I never even heard of Moniotte/Lavanchy until I looked up results for the 1997 World Championships and watched the final flight of Lilehammer.
My question is that how can a team who were 5th at the 1994 Olympics, 2nd at those Worlds, 3rd at Worlds the year after, then 4th (over Anissina/Peizerat) in 1997 plummet all the way down to 11th at the next year's Olympics. There was no COP to account for the plummeting, so it must have taken a lot for them to fall so hard under 6.0.
Did injuries and whatnot really affect their skating that badly in one year that the judges had no choice but to place them so low or did politics play a big role?
I haven't been able to find videos of their Nagano performance so I can't visually compare them in 1998 to them in 1997.

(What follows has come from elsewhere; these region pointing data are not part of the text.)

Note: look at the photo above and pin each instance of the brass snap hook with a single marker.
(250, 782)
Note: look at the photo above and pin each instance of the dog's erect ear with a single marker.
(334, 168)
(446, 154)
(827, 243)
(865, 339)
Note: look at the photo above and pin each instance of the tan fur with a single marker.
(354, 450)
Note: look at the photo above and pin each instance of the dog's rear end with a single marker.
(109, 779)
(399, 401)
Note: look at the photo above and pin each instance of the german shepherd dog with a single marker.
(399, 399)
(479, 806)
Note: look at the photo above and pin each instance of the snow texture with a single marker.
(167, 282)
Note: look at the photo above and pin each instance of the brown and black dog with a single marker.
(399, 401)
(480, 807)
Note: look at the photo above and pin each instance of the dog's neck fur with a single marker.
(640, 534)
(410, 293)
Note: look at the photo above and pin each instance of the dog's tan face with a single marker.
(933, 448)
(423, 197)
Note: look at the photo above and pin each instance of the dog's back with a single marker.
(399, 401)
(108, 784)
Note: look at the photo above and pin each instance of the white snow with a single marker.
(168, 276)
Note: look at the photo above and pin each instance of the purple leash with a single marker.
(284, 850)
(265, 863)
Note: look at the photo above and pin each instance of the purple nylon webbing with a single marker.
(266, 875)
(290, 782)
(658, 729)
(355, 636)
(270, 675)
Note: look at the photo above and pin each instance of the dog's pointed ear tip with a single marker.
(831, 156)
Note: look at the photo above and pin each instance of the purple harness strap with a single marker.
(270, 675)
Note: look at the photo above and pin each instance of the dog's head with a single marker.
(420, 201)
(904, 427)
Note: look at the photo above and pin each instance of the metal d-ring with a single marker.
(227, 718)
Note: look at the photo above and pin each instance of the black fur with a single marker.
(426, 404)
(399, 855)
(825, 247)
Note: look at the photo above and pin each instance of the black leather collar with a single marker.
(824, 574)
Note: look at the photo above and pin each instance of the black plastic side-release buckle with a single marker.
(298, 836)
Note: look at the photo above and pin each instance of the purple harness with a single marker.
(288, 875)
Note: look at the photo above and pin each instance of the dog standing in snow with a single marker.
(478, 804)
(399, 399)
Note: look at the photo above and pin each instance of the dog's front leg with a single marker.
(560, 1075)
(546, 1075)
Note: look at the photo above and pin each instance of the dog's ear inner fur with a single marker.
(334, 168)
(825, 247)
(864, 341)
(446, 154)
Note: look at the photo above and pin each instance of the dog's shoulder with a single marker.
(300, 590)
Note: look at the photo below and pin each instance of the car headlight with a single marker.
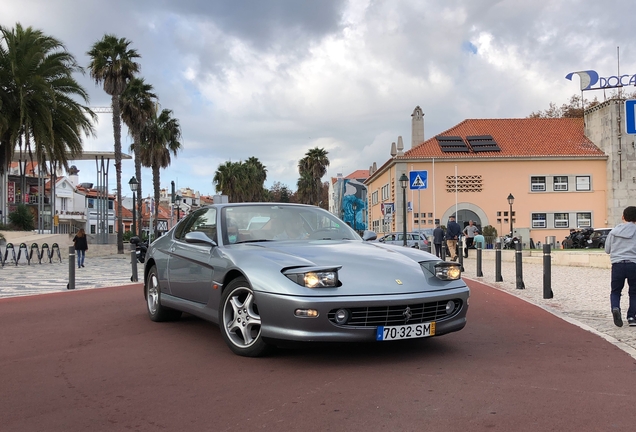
(447, 270)
(314, 278)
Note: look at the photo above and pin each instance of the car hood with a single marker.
(365, 268)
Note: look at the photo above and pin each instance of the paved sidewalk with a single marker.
(580, 296)
(98, 272)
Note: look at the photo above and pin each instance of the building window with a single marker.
(584, 220)
(560, 183)
(537, 184)
(561, 220)
(583, 183)
(385, 192)
(464, 184)
(539, 220)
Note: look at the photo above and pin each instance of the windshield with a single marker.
(252, 223)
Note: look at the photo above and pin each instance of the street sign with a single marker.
(418, 180)
(630, 116)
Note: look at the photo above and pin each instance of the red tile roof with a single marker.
(359, 174)
(528, 137)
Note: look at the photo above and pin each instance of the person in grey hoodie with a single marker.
(621, 245)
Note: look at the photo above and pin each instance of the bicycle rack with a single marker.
(34, 247)
(45, 250)
(26, 254)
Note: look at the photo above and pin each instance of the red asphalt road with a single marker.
(92, 360)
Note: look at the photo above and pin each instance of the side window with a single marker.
(203, 220)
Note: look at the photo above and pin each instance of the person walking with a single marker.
(438, 239)
(453, 231)
(469, 233)
(621, 246)
(479, 240)
(81, 246)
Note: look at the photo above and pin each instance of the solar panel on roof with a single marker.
(452, 144)
(480, 143)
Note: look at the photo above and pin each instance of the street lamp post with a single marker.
(404, 181)
(133, 183)
(354, 206)
(177, 201)
(511, 200)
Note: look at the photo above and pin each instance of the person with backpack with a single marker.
(81, 246)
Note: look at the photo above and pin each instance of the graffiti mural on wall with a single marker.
(352, 197)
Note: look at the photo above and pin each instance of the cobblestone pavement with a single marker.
(29, 279)
(580, 296)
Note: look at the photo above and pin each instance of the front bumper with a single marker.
(280, 323)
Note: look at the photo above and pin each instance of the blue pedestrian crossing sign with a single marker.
(418, 180)
(630, 116)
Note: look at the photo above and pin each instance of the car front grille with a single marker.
(397, 314)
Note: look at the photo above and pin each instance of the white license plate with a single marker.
(410, 331)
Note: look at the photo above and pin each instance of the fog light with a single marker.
(342, 316)
(450, 307)
(306, 313)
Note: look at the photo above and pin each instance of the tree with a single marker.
(242, 181)
(573, 109)
(137, 107)
(112, 64)
(159, 138)
(311, 169)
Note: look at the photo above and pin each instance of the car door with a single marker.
(190, 268)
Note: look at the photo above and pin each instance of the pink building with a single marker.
(559, 177)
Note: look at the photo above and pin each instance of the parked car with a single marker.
(416, 240)
(598, 237)
(326, 284)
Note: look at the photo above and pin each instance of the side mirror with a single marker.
(368, 235)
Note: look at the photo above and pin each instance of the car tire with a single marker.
(156, 311)
(240, 321)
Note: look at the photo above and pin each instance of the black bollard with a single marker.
(498, 277)
(479, 272)
(547, 272)
(71, 268)
(133, 263)
(519, 266)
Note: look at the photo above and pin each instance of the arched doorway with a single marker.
(465, 215)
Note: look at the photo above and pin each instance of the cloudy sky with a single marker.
(274, 78)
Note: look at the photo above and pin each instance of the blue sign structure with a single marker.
(630, 116)
(418, 180)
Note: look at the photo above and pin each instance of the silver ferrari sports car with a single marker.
(273, 272)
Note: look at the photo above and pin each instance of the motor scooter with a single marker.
(141, 247)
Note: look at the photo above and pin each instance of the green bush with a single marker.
(22, 218)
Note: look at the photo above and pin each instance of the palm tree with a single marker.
(112, 63)
(137, 107)
(312, 168)
(228, 180)
(39, 115)
(160, 137)
(256, 174)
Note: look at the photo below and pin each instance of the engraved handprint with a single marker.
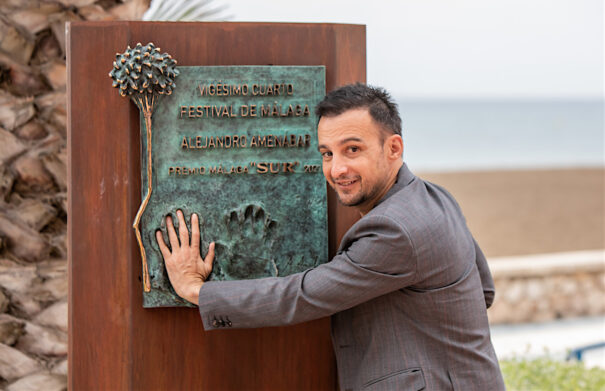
(247, 251)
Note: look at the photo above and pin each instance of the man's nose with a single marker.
(339, 167)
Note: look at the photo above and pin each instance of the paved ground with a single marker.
(554, 338)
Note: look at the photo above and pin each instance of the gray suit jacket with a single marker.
(407, 291)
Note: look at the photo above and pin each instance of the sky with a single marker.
(512, 49)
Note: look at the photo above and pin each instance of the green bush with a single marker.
(546, 374)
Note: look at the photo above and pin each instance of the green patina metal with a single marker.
(255, 181)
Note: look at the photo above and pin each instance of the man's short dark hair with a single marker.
(377, 100)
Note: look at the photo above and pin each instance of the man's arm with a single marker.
(379, 259)
(487, 282)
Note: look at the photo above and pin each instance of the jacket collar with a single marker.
(404, 178)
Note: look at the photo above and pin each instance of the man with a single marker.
(408, 288)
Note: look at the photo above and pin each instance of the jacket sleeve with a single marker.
(487, 282)
(378, 258)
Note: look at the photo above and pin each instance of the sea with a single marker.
(477, 135)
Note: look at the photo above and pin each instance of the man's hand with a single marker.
(187, 270)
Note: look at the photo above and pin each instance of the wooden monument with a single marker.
(115, 343)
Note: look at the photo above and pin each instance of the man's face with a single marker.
(354, 161)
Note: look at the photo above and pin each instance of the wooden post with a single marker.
(114, 343)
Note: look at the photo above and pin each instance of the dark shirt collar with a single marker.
(404, 178)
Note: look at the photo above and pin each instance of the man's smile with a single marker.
(345, 184)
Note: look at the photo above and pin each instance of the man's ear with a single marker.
(394, 146)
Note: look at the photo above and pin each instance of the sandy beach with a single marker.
(531, 211)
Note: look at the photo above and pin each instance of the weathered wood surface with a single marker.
(115, 343)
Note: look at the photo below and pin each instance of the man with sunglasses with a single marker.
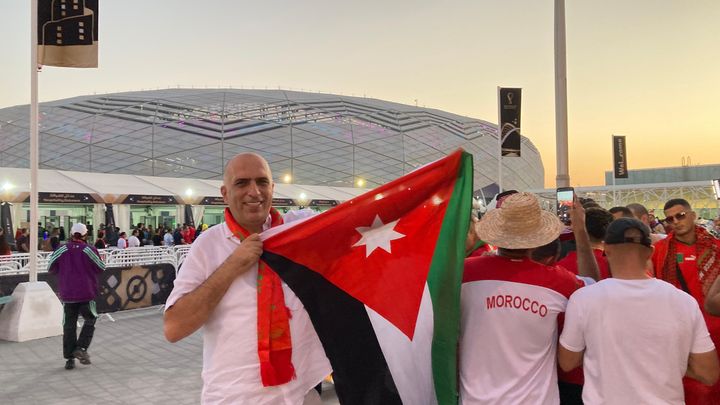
(689, 258)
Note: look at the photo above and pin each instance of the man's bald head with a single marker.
(248, 190)
(242, 159)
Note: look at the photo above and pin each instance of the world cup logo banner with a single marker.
(510, 121)
(619, 157)
(68, 33)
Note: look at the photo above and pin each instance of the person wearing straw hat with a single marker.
(510, 305)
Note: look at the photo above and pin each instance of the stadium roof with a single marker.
(319, 139)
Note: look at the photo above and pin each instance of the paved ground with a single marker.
(133, 364)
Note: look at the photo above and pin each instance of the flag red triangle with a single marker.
(391, 283)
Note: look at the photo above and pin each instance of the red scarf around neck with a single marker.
(708, 259)
(274, 343)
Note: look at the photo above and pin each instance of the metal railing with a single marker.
(18, 263)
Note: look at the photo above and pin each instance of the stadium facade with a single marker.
(159, 143)
(317, 139)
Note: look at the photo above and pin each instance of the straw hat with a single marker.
(519, 224)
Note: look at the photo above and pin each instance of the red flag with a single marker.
(368, 254)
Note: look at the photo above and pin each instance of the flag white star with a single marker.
(378, 235)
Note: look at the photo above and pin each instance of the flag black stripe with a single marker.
(360, 370)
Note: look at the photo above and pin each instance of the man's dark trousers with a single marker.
(70, 339)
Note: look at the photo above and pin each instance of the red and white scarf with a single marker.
(273, 317)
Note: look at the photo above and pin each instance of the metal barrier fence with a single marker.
(18, 263)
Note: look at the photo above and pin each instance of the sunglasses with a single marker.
(677, 217)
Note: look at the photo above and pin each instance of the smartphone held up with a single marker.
(565, 198)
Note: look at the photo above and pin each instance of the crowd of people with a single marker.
(636, 326)
(107, 237)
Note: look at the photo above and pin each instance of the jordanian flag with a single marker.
(380, 277)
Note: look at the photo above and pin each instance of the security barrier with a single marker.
(133, 278)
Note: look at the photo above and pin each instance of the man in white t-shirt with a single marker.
(635, 336)
(216, 289)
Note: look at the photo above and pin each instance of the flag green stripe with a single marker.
(444, 281)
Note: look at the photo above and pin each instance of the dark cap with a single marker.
(615, 233)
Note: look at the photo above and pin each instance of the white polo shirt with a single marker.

I'm seriously curious about this.
I also like to know what the general consensus on this team is. Do people just view them as a transitional team that had success while better teams were developing then peaked correctly for Nagano or do people really think they had the goods to medal in Nagano? Their style seemed a lot more ballroom in nature than say Anissina/Peizerat and Grishuk/Platov and they seemed more into that style than venturing out. I wonder if their style hurt their reputation among ice dance enthusiasts when they are personally ranking memorable ice dance teams.
I also read that Sophie Moniotte certainly believed that politics killed her and Lavancy's chances in Nagano and gave up the sport in disgust. She didn't have kind words for Anissina/Peizerat.